俺の人生いつもこうだ、誰も俺を愛さない。
「どうしたの夕陽くん。唐突に顔を抑えて蹲って机の下に潜り込んで」
「少しそっとしといてください、自分に嫌気が指して」
「おお、悩め悩め若人よ! 悩んで悩んで悩み続けろ! まぁ、チミのお父さんは全く悩まなかったけど」
「でしょうね」
「まぁ、それが原因で……プッ」
噴き出したかと思うと、ビール片手にゲラゲラ笑い始める
「だめだ……お腹痛い。そうだ、そうだった! 文化祭の時期だったのよ、夕紀が高校の屋上を爆破しようとしたのは」
「ぶっっっっっ!?」
親父が!? 高校の屋上を爆破!?
「……あ、ダメだこれ。夕紀から口止めされてるんだった」
「え、えぇ!? 言ってくれないんすか!?」
「うん、言ったら怒られるからね。特に、夕陽くんにだけは言うなって口止めされてる」
「ヤベぇ! 超気になる!」
「はいはい、とりあえずご飯食べちゃいなさーい」
雨乃とのいざこざよりも、ぶっちゃけ親父の屋上爆破事件の方が気になる。どうせ下らないだろうから、その話を聞いて現実逃避したい。などと下らないことを考えつつ、電子レンジにご飯を入れてボタンを押した。
※※※※※※※※※※※※※※
あの後、散々琴音さんを問い詰めたものの「言えぬ」の一点張りで結局分からぬままだった。
風呂上がりの濡れた髪を揺らしながら階段を登っていると、目の前の扉が開いた。
「お、おう」
「ん、おう」
いつものように不貞腐れた顔で俺を階段の頭上から見下ろす。
「そこ、邪魔」
「わ、わるい」
「いいわよ、別に」
はァっと軽い溜息を吐いて、軽く身体を交わした俺の隣を摺り抜けて下に降りていく。一度も振り返らずに。
すれ違った瞬間、またもや何故か寒気がした。
なぜだか最近気分も悪い、雨乃とすれ違う時間が増えた、その度に楽しかった最近の出来事が嫌がらせの様に頭の中で駆け巡る。
「最低の気分だ」
聞こえないように吐き捨てて、クソみたいな現実から目をそらすようにして階段を登った。

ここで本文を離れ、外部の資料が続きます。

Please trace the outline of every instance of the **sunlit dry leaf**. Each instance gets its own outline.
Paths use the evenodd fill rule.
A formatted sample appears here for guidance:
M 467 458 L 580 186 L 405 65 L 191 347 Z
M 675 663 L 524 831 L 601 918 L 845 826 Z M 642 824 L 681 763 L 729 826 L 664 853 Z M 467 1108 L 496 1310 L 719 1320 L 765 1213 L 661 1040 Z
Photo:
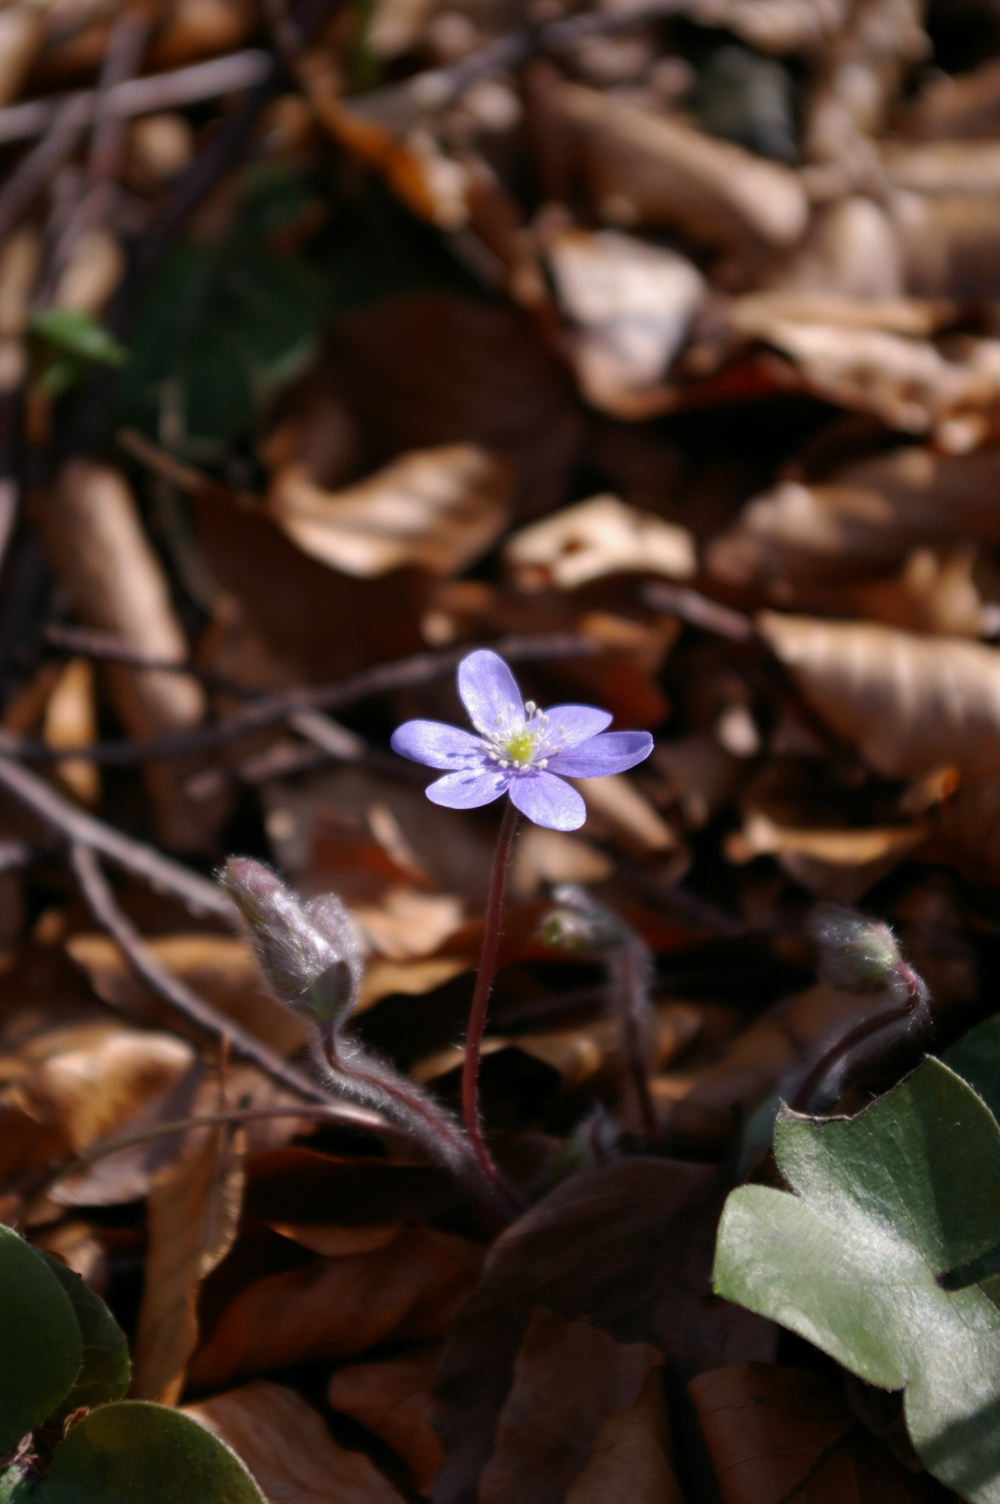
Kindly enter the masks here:
M 652 1371 L 663 1362 L 647 1343 L 621 1343 L 583 1321 L 567 1321 L 537 1307 L 514 1360 L 513 1384 L 497 1422 L 496 1444 L 483 1470 L 477 1498 L 481 1504 L 559 1504 L 590 1458 L 606 1421 L 631 1410 L 640 1400 Z M 661 1388 L 661 1410 L 662 1410 Z M 663 1473 L 671 1477 L 662 1441 L 665 1416 L 659 1417 Z M 616 1480 L 615 1491 L 636 1504 L 651 1496 L 637 1494 L 629 1480 Z M 676 1491 L 675 1491 L 676 1494 Z M 655 1496 L 661 1504 L 669 1492 Z
M 810 892 L 849 903 L 920 846 L 925 834 L 916 823 L 858 829 L 782 825 L 751 808 L 726 849 L 736 862 L 777 856 Z
M 872 412 L 892 428 L 933 433 L 955 453 L 995 432 L 1000 343 L 953 335 L 937 344 L 877 328 L 772 316 L 761 305 L 735 310 L 735 327 L 779 350 L 803 386 L 844 407 Z
M 341 491 L 298 464 L 273 477 L 272 515 L 300 548 L 362 579 L 394 569 L 448 575 L 495 540 L 510 493 L 507 467 L 471 444 L 413 450 Z
M 94 666 L 88 659 L 72 658 L 63 668 L 45 707 L 43 735 L 50 747 L 85 747 L 97 740 Z M 67 758 L 57 772 L 81 804 L 96 804 L 101 776 L 94 763 Z
M 441 1465 L 431 1396 L 440 1356 L 439 1347 L 421 1347 L 382 1363 L 351 1363 L 337 1369 L 327 1389 L 331 1408 L 391 1447 L 421 1493 Z
M 577 786 L 587 801 L 595 831 L 613 836 L 636 856 L 669 852 L 683 863 L 684 856 L 673 830 L 626 774 L 580 778 Z
M 1000 654 L 869 622 L 763 612 L 761 631 L 813 709 L 886 778 L 985 778 L 1000 756 Z
M 965 535 L 995 544 L 998 480 L 996 449 L 939 455 L 906 446 L 818 483 L 782 481 L 710 544 L 708 566 L 733 583 L 822 585 L 886 573 L 914 543 Z
M 0 105 L 17 98 L 44 32 L 41 12 L 27 5 L 0 12 Z
M 810 79 L 803 153 L 811 161 L 857 170 L 869 137 L 884 123 L 902 79 L 927 53 L 919 0 L 868 0 L 849 6 L 831 31 Z
M 916 1504 L 926 1478 L 904 1472 L 814 1373 L 764 1363 L 700 1374 L 688 1386 L 723 1504 Z
M 705 1165 L 627 1160 L 574 1176 L 502 1234 L 445 1345 L 436 1504 L 474 1497 L 538 1306 L 591 1321 L 617 1342 L 654 1343 L 668 1379 L 687 1379 L 721 1354 L 771 1355 L 772 1328 L 707 1299 L 723 1194 Z
M 976 141 L 996 134 L 1000 59 L 962 73 L 931 70 L 903 111 L 901 126 L 917 141 Z
M 780 288 L 748 296 L 815 293 L 823 301 L 841 299 L 855 319 L 873 300 L 900 298 L 905 291 L 903 257 L 887 209 L 860 193 L 816 206 L 805 239 L 781 268 Z M 874 311 L 872 321 L 878 322 Z
M 167 971 L 279 1054 L 291 1055 L 306 1042 L 304 1021 L 264 991 L 244 941 L 193 933 L 151 936 L 146 945 Z M 72 935 L 66 948 L 94 991 L 113 1007 L 154 1024 L 178 1022 L 176 1012 L 155 997 L 106 935 Z
M 889 179 L 914 193 L 1000 193 L 1000 141 L 889 141 L 882 146 Z
M 979 193 L 900 193 L 896 223 L 910 292 L 924 298 L 997 295 L 1000 227 L 995 198 Z
M 844 24 L 850 0 L 695 0 L 703 26 L 728 26 L 762 52 L 813 53 Z
M 504 563 L 522 590 L 572 590 L 612 574 L 686 579 L 695 555 L 686 528 L 617 496 L 593 496 L 515 533 Z
M 125 253 L 118 237 L 95 225 L 73 246 L 60 273 L 53 306 L 99 317 L 124 271 Z
M 705 296 L 701 273 L 676 251 L 614 230 L 564 230 L 547 251 L 584 397 L 616 417 L 655 412 L 657 383 Z
M 269 1275 L 225 1306 L 191 1380 L 207 1388 L 291 1363 L 357 1357 L 382 1342 L 438 1341 L 478 1262 L 479 1250 L 462 1238 L 401 1227 L 382 1247 Z
M 137 1399 L 174 1404 L 198 1341 L 206 1275 L 225 1258 L 239 1223 L 246 1138 L 220 1125 L 192 1132 L 149 1196 L 146 1277 L 132 1358 Z
M 229 1443 L 268 1504 L 403 1504 L 374 1462 L 334 1441 L 284 1384 L 244 1384 L 183 1411 Z
M 613 94 L 564 84 L 557 105 L 578 170 L 611 223 L 676 229 L 743 254 L 748 241 L 788 246 L 803 233 L 805 193 L 787 167 Z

自室のドアノブに手をかけた瞬間、階段の一番下から返答の求めてないような、ぶっきらぼうな声が聞こえた。
「……髪、ちゃんと乾かしなさいよ。風邪ひくから」
「……! あ、あぁ、ありがと」
「おやすみ」
それっきり、声は聞こえなかった。
真っ暗な自室に入るなり、ベッドに飛び込んだ。
「ふぅー、ったく」
やはり、彼女も彼女で思う所があるのだろうか。
くだらない意地を張るのは、もうそろそろ終わらせてもいいのかもしれない。
「……髪、乾かさなきゃ」
溜息とともに立ち上がり、ドライヤーに手をかけた。